Sectionalism and the Civil War

  • The Three-Fifths Compromise

    The Three-Fifths Compromise
    One of many Congressional compromises that attempted to solve the issue of Congressional representation that accounted for slaves. While the white population was still recorded as a 1:1 ratio, the slaves were now recorded at a 3:5 ratio. Every three out of five slaves were counted.
  • Missouri Compromise

    In the effort to keep the balance between slave states and free states in the Union, Congress signed the Missouri Compromise, allowing Missouri to enter the Union as a slave state and Maine as a free state.
  • "The Liberator" Founded

    "The Liberator" Founded
    William Lloyd Garrison and Isaac Knapp co-published weekly issues of this abolitionist newspaper, "The Liberator." This paper circulated from Boston for about 35 years. Using his power of the press, Garrison also helped create some of the United State's first anti-slavery groups.
  • The Compromise of 1850

    The Compromise of 1850
    In an effort to decide what to do with the territory gained from the Mexican-American War, this package of five bills would have Texas relinquish some land, but were given 10 million dollars, used to pay of its debt to Mexico, the territories of New Mexico, Nevada, Arizona, and Utah were organized without any mention of slavery, the Washington D.C. slave trade was abolished, but still permitted slavery in the nation's capital, and allowed California to enter the Union as a free state.
  • The Fugitive Slave Act

    The Fugitive Slave Act
    After the passing of the Fugitive Slave Act in Congress, it was now the duty of any law officer to detain any runaway slaves, and in failure to do so, fined $1,000, which today would amount to $30,303. The only evidence neccessary to incarcerate a runaway slave was the testimony of the owner.
  • Uncle Tom's Cabin Published

    Uncle Tom's Cabin Published
    Harriet Beecher Stowe, a white woman from Connecticut, had an experience with a runaway slave, where the slave had knocked on her door. She sheltered the slave, aware of the fugitive slave laws, and got the oppurtunity to hear a first hand account on just how bad the situation was in the south. She later published this information in a narative, Uncle Tom's Cabin, an anti-slavery book which soon became a record selling story, and helped lay the foundation for the Civil War.
  • Kansas-Nebraska Act

    Kansas-Nebraska Act
    The Kansas-Nebraska Act repealed the Missouri Compromise when is allowed the Kansas and Nebraska territories to choose via popular soverignty whether or not they wanted to be a slave or free state. This allowed for the possibility of having slaves above the 36 latitude line.
  • Dred Scott v. Sandford Decision

    Dred Scott v.
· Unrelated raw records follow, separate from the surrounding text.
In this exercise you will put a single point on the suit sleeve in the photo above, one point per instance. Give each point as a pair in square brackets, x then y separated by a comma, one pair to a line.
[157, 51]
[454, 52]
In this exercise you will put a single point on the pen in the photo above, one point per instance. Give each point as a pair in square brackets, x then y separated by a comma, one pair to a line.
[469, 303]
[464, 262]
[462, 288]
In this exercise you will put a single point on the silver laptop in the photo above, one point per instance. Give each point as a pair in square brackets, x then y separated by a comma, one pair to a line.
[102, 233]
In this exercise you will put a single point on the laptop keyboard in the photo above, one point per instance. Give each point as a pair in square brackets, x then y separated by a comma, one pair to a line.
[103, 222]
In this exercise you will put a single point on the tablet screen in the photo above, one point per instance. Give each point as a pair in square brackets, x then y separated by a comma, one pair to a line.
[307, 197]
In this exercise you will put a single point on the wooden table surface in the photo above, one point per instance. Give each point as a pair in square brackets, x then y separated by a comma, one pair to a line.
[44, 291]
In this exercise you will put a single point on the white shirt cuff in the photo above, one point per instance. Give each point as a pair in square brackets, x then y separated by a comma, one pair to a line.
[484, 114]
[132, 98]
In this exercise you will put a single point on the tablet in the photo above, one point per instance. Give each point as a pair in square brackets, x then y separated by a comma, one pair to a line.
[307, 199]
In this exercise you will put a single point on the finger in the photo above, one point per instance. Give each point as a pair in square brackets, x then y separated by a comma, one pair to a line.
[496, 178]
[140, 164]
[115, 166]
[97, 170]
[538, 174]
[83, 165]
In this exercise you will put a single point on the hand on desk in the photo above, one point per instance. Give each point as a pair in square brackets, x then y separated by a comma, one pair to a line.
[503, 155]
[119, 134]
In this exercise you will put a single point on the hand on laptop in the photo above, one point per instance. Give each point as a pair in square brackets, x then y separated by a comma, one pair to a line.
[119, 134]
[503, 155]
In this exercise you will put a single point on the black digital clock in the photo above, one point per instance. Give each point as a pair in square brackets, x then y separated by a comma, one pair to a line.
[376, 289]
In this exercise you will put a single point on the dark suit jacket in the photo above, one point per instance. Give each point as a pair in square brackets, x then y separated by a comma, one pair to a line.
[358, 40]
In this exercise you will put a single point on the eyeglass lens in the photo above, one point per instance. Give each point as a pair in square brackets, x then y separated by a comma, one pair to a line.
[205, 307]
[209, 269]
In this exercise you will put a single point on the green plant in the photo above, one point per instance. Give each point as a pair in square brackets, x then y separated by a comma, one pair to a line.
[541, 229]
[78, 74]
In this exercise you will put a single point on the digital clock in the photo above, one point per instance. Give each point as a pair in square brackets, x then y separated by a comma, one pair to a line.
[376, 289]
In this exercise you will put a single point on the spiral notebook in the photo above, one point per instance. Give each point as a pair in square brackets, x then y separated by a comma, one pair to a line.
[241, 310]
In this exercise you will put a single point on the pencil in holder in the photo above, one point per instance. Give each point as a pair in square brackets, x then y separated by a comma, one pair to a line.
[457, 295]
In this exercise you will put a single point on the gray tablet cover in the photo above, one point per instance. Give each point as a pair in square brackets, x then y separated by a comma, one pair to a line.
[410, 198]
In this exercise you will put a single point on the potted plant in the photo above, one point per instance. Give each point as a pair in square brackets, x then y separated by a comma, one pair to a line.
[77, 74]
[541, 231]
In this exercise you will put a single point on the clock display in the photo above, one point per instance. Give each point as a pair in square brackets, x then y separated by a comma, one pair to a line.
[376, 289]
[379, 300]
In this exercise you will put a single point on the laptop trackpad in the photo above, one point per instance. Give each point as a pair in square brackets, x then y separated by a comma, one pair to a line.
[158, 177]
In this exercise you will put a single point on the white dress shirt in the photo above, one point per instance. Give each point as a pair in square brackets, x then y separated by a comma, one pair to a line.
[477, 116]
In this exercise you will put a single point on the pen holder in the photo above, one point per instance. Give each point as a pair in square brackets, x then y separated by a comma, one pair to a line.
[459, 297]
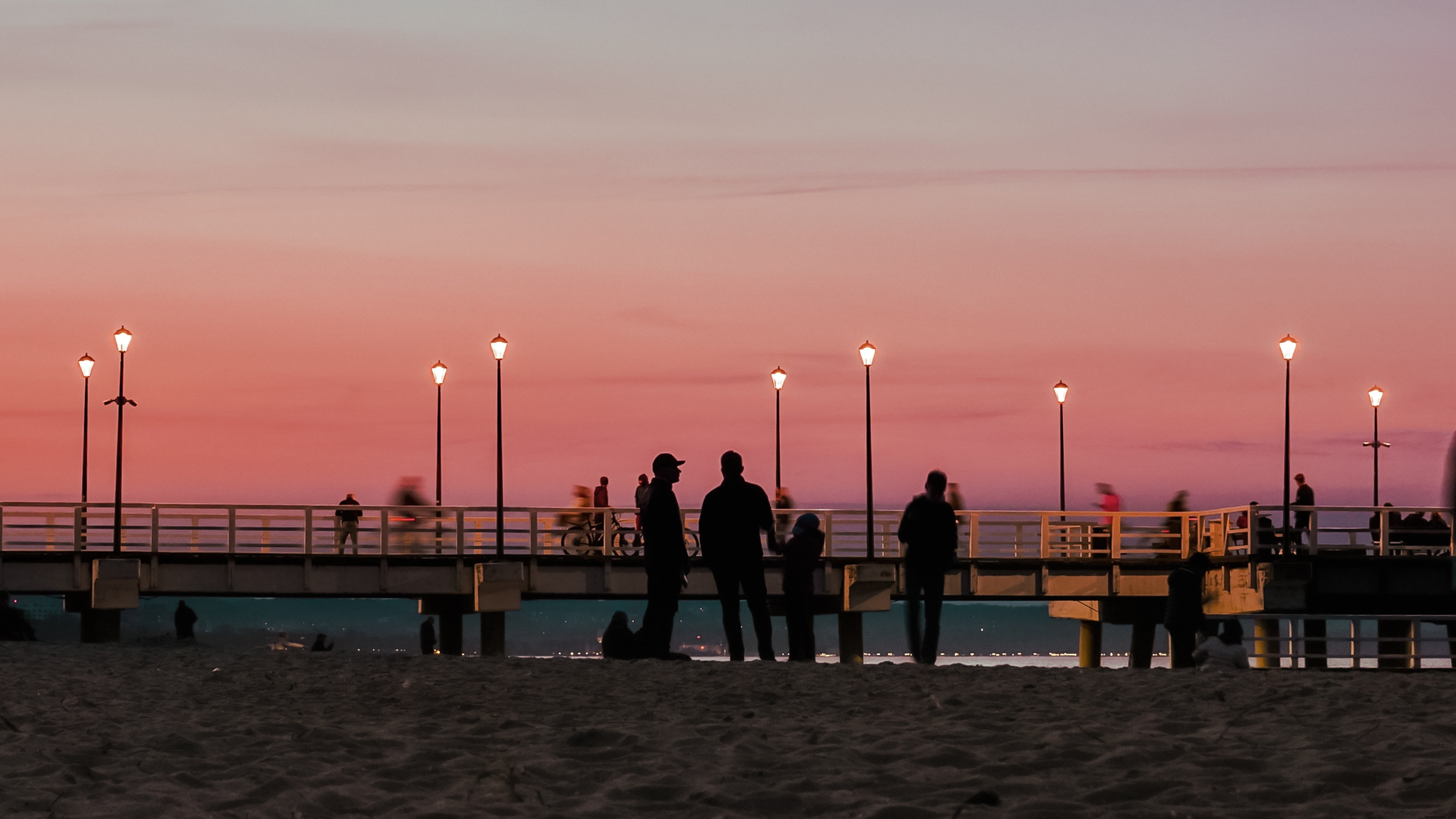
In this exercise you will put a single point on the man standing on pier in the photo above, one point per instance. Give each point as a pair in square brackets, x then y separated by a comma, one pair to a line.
[733, 516]
[930, 533]
[666, 557]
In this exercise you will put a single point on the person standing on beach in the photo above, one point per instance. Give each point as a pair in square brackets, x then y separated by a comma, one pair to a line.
[734, 514]
[184, 620]
[347, 524]
[930, 533]
[666, 557]
[1184, 614]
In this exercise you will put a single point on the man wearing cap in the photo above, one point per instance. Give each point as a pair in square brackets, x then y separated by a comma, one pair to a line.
[733, 516]
[665, 554]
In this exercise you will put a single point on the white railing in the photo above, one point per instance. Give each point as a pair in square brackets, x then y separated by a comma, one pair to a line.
[612, 533]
Sandford Decision
    One of the most contraversial cases in Supreme Court history, the Dred Scott decision declared that no black, free or slave, would be able to claim citizenship, and a slave was not free, even after living in free states. This heightened abolitionist activities, and increases the angst between the north and the south.
  • John Brown Raid

    John Brown Raid
    John Brown wanted to arm the slaves in a rebellion, and raid the United States Armory in Harpers Ferry, Virginia with his 5 sons. Later on, he was accompanied by other townspeople, eventually overtaking the armory.
  • South Carolina's Secession

    South Carolina's Secession
    After the election of 1860, and Abraham Lincoln is sworn into office, the southern states, in fear of the abolishment of slavery and in an effort to maintain the southern way of life, they begin to secede from the union and form the Conferderate States of America. South Carolina is the first to secede, with the others following soon after.